Failed to run BigDL-LLM on Multiple ARC770 using DeepSpeed AutoTP.

liang1wang commented 8 months ago

Case: BigDL/python/llm/example/GPU/Deepspeed-AutoTP Model: Llama-2-7b-hf ARC770: 2 cards env: RPL RVP, ubuntu22.04, kernel-6.4.1, mem-32G oneAPI 23.2.0 Running result:

(llm_multi) intel@ubuntu:~/multi_gpus/BigDL/python/llm/example/GPU/Deepspeed-AutoTP$ export CCL_ATL_TRANSPORT=mpi
(llm_multi) intel@ubuntu:~/multi_gpus/BigDL/python/llm/example/GPU/Deepspeed-AutoTP$ bash run.sh 
...
My guessed rank = 1
My guessed rank = 0
[2023-12-07 14:32:09,814] [INFO] [real_accelerator.py:158:get_accelerator] Setting ds_accelerator to xpu (auto detect)
[2023-12-07 14:32:09,814] [INFO] [real_accelerator.py:158:get_accelerator] Setting ds_accelerator to xpu (auto detect)

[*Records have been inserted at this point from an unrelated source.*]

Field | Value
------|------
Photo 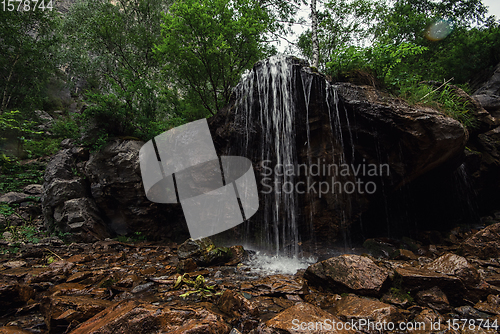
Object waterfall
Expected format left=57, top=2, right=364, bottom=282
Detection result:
left=235, top=56, right=299, bottom=257
left=231, top=55, right=353, bottom=258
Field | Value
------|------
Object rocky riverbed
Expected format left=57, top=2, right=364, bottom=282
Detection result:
left=0, top=222, right=500, bottom=334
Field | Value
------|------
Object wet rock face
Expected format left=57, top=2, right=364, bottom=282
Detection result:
left=337, top=83, right=468, bottom=187
left=42, top=140, right=187, bottom=242
left=304, top=254, right=389, bottom=295
left=460, top=223, right=500, bottom=259
left=0, top=223, right=500, bottom=334
left=71, top=300, right=231, bottom=334
left=472, top=64, right=500, bottom=118
left=209, top=59, right=467, bottom=247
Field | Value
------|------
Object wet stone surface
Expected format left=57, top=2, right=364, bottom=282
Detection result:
left=0, top=226, right=500, bottom=334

Loading checkpoint shards: 100%|█████████████████████████████████████████████████████████████████████████████████████████████████████████████████████████████████████████████| 2/2 [00:08<00:00,  4.23s/it]
Loading checkpoint shards: 100%|█████████████████████████████████████████████████████████████████████████████████████████████████████████████████████████████████████████████| 2/2 [00:08<00:00,  4.23s/it]

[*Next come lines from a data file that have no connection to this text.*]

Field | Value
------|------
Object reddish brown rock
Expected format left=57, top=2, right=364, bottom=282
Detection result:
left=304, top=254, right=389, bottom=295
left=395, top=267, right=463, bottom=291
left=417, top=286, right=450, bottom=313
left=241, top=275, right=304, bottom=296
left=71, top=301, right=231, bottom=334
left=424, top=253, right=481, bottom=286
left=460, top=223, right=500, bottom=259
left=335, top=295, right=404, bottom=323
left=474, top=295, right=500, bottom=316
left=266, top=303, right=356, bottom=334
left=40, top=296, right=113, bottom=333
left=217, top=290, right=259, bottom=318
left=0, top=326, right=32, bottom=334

[2023-12-07 14:32:19,151] [INFO] [logging.py:96:log_dist] [Rank -1] DeepSpeed info: version=0.11.2+78c518ed, git-hash=78c518ed, git-branch=HEAD
[2023-12-07 14:32:19,151] [INFO] [logging.py:96:log_dist] [Rank -1] DeepSpeed info: version=0.11.2+78c518ed, git-hash=78c518ed, git-branch=HEAD
[2023-12-07 14:32:19,152] [WARNING] [config_utils.py:69:_process_deprecated_field] Config parameter replace_method is deprecated. This parameter is no longer needed, please remove from your call to DeepSpeed-inference
[2023-12-07 14:32:19,152] [WARNING] [config_utils.py:69:_process_deprecated_field] Config parameter mp_size is deprecated use tensor_parallel.tp_size instead
[2023-12-07 14:32:19,152] [WARNING] [config_utils.py:69:_process_deprecated_field] Config parameter replace_method is deprecated. This parameter is no longer needed, please remove from your call to DeepSpeed-inference
[2023-12-07 14:32:19,153] [WARNING] [config_utils.py:69:_process_deprecated_field] Config parameter mp_size is deprecated use tensor_parallel.tp_size instead
[2023-12-07 14:32:19,153] [INFO] [logging.py:96:log_dist] [Rank -1] quantize_bits = 8 mlp_extra_grouping = False, quantize_groups = 1
[2023-12-07 14:32:19,153] [INFO] [logging.py:96:log_dist] [Rank -1] quantize_bits = 8 mlp_extra_grouping = False, quantize_groups = 1
[2023-12-07 14:32:19,156] [INFO] [comm.py:161:init_deepspeed_backend] Initialize ccl backend
[2023-12-07 14:32:19,156] [INFO] [comm.py:637:init_distributed] cdb=None
[2023-12-07 14:32:19,156] [INFO] [comm.py:161:init_deepspeed_backend] Initialize ccl backend
[2023-12-07 14:32:19,156] [INFO] [comm.py:637:init_distributed] cdb=None
[2023-12-07 14:32:19,156] [INFO] [comm.py:668:init_distributed] Initializing TorchBackend in DeepSpeed with backend ccl
2023-12-07 14:32:19,162 - torch.distributed.distributed_c10d - INFO - Added key: store_based_barrier_key:1 to store for rank: 0
2023-12-07 14:32:19,163 - torch.distributed.distributed_c10d - INFO - Added key: store_based_barrier_key:1 to store for rank: 1
2023-12-07 14:32:19,163 - torch.distributed.distributed_c10d - INFO - Rank 1: Completed store-based barrier for key:store_based_barrier_key:1 with 2 nodes.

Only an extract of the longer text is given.